BroadWorks XS Logs: Why “Index Everything” Is the Wrong Answer
BroadWorks XS logs are where many call truths live, but they arrive as noise at scale.
On a busy system, roughly six hundred thousand XS log lines are generated every one to five minutes. At that volume, blindly indexing everything is not just inefficient, it actively works against understanding. Most log lines have no value on their own. Their meaning only emerges when they are correlated into a call.
The first decision was to treat logs as transient material, not permanent records.
XS log files are pulled from the BroadWorks server using rsync and land in a staging directory in their uncompressed form. This staging area exists purely for processing efficiency. Once the file arrives, it is split into ten smaller chunks, each around sixty thousand lines. Those chunks are immediately compressed using zstd and moved into an archive directory. What began as roughly ten three megabyte files becomes ten compressed files of roughly three hundred forty kilobytes each. Storage becomes cheap, predictable, and fast to read later.
Nothing else happens until there is a reason to ask a question.

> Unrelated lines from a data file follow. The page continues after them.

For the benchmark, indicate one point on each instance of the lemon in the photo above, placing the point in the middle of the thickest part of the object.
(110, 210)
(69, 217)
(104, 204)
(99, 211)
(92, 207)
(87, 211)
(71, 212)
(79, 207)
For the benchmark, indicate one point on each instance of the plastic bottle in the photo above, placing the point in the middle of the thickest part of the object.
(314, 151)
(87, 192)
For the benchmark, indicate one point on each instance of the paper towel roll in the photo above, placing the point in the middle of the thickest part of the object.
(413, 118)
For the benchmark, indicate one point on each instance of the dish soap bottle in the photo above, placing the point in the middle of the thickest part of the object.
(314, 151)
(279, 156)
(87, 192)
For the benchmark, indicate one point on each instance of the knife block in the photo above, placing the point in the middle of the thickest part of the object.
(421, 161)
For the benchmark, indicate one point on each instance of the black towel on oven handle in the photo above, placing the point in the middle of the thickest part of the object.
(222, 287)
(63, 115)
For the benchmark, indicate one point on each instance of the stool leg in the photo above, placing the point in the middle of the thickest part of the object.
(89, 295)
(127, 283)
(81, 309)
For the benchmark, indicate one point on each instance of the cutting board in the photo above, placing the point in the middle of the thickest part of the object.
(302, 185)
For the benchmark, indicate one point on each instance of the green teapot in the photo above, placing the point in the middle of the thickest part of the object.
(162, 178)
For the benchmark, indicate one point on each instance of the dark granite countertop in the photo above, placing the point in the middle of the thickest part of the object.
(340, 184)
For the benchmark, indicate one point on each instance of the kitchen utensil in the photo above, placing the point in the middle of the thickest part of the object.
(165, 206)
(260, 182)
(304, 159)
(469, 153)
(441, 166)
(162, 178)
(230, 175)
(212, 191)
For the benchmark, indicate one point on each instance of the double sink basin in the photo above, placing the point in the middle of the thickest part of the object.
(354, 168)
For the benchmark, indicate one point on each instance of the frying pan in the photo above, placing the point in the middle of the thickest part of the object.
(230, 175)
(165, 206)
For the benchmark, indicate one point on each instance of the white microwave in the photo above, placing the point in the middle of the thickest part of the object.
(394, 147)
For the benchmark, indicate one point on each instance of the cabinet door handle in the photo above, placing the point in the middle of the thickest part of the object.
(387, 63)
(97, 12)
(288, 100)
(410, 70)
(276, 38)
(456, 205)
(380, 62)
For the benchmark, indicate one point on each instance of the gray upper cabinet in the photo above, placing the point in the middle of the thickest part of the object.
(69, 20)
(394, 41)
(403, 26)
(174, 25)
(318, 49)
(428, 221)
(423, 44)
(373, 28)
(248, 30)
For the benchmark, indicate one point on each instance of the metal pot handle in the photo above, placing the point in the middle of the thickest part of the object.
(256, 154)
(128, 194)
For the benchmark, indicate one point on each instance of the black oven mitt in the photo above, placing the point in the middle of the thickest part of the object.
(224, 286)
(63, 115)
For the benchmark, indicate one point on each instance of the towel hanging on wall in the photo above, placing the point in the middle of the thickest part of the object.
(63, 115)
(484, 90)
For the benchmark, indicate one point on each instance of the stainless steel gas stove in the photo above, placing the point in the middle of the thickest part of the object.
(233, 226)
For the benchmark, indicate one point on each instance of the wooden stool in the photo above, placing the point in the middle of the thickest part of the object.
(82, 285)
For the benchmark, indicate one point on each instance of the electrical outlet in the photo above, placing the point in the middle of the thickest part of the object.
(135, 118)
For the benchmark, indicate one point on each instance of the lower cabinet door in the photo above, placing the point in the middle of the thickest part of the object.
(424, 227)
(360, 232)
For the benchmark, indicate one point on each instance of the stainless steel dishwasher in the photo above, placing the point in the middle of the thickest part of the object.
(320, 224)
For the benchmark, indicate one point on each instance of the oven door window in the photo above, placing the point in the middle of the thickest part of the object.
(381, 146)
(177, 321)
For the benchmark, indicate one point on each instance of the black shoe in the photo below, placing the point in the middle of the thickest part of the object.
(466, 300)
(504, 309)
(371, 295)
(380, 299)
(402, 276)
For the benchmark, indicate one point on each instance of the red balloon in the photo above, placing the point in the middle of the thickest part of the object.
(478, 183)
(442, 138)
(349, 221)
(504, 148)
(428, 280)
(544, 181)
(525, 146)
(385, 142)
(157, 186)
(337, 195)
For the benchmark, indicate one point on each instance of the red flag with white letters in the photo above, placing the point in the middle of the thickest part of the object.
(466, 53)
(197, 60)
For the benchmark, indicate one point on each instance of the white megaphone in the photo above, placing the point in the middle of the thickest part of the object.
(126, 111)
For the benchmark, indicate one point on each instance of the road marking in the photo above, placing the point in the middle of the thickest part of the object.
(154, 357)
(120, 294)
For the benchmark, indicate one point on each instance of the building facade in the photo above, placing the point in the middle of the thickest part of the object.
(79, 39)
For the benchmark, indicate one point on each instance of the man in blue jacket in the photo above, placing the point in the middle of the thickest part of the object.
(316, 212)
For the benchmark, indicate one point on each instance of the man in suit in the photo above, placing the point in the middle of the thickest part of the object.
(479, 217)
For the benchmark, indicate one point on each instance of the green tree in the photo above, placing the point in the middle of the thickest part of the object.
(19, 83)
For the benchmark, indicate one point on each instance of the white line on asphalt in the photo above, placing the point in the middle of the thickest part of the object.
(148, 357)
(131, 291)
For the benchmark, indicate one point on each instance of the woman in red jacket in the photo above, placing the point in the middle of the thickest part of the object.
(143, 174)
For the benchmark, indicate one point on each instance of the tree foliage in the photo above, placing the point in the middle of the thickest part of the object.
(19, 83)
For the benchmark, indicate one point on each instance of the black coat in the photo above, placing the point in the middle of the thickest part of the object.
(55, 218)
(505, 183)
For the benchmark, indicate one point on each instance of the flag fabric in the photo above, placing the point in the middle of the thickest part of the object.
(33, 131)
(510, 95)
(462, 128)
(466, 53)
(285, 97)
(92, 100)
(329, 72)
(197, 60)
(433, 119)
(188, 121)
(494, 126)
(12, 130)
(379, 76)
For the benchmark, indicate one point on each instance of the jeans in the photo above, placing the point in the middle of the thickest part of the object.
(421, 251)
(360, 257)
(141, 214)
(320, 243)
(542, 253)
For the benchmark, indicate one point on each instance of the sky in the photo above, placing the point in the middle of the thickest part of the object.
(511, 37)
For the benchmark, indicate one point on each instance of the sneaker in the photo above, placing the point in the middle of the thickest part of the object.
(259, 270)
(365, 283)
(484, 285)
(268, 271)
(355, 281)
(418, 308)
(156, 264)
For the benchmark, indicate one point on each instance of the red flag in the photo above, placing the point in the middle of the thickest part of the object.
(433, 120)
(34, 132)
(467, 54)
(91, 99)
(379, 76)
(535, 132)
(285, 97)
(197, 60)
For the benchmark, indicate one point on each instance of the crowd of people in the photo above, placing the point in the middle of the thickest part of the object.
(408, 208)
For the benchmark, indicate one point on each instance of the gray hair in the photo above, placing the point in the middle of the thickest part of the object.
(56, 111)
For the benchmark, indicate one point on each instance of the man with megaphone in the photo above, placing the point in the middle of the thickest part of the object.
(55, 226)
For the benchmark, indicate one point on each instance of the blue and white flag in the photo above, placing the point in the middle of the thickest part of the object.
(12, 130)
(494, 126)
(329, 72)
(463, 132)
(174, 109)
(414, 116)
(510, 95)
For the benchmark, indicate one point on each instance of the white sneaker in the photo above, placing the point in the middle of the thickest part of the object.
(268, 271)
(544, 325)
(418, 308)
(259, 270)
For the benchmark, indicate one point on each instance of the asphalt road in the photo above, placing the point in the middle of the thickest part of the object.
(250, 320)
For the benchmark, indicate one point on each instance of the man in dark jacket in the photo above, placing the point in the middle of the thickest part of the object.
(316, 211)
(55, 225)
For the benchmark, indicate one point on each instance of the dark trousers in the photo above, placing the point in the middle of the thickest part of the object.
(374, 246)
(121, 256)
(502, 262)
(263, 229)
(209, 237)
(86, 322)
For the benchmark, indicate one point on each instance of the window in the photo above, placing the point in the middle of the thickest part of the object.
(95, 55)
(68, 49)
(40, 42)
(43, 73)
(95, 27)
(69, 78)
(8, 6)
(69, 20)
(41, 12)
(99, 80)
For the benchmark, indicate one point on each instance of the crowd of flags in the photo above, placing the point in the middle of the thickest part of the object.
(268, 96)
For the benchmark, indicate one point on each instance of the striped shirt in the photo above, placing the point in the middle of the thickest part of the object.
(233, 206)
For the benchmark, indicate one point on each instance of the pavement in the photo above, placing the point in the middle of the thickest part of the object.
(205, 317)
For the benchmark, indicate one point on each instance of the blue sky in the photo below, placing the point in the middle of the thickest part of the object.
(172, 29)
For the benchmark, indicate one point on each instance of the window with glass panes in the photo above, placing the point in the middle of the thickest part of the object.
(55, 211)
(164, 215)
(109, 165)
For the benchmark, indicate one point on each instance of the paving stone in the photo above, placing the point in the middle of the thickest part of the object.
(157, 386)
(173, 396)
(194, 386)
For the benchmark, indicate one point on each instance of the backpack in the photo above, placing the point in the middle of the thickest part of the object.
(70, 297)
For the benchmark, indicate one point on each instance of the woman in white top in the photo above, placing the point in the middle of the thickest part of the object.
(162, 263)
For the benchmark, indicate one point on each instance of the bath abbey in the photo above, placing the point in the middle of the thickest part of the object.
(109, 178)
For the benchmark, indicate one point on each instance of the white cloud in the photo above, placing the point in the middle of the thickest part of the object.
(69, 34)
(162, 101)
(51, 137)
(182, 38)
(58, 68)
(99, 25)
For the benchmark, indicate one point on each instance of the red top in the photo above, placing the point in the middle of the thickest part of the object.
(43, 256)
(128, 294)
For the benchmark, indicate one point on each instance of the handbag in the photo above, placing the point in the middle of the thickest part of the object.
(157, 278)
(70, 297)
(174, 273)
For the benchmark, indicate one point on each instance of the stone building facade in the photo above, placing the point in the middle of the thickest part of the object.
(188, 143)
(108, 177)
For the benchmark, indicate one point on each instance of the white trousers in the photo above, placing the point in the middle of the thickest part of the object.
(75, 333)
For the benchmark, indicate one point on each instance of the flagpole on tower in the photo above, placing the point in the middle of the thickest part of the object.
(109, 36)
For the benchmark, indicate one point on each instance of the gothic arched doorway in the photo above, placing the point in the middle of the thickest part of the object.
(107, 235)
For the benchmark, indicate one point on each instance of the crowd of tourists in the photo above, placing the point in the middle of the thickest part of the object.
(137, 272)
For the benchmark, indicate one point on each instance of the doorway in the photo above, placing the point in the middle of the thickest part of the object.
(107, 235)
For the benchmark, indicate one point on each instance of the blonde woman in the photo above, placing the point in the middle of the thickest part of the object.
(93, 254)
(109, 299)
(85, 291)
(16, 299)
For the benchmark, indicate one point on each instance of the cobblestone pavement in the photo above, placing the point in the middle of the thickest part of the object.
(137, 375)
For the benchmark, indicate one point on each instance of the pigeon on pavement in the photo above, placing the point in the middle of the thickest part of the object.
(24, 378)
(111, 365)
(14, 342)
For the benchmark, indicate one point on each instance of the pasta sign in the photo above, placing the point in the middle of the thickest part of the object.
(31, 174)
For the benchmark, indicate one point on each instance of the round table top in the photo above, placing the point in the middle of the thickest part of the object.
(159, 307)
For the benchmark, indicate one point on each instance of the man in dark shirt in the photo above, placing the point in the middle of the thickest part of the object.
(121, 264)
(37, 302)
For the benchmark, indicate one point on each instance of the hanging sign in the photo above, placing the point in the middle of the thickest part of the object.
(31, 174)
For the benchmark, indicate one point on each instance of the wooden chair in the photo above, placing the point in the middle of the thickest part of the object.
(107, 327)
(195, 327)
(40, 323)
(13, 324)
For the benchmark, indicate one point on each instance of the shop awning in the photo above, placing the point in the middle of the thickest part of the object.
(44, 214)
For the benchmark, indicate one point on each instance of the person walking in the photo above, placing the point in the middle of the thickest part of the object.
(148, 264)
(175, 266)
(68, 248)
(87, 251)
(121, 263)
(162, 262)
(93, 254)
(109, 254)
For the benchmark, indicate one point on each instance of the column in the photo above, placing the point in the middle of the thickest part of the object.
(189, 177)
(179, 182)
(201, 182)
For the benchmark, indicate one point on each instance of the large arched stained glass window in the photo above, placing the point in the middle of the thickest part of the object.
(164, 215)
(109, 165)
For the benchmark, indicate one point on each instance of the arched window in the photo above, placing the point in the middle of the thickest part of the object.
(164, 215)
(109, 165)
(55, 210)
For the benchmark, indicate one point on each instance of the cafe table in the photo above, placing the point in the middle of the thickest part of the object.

When a deep call flow search is needed, the input is intentionally narrow: a date range and an identifier, typically a phone number or a MAC address. The system first resolves that identifier to the correct enterprise or tenant context. That single step prevents unnecessary scanning and keeps the problem bounded.
From there, the archived chunks for the selected time window are processed in parallel. Each compressed chunk is decompressed on the fly and handled by Go routines. Throughput is limited only by disk I/O and the number of CPU cores dedicated to the task. There is no single threaded parser crawling through massive files. The work is sliced, fanned out, and consumed concurrently.
As each chunk is processed, individual call halves and call segments are extracted and written into Redis. Redis is not a cache in the traditional sense. It is short term working memory. Every fragment of every call that matches the query lives there temporarily. As more data flows in, Redis fills in the missing pieces until full call paths begin to take shape, including all legs, transitions, and termination points.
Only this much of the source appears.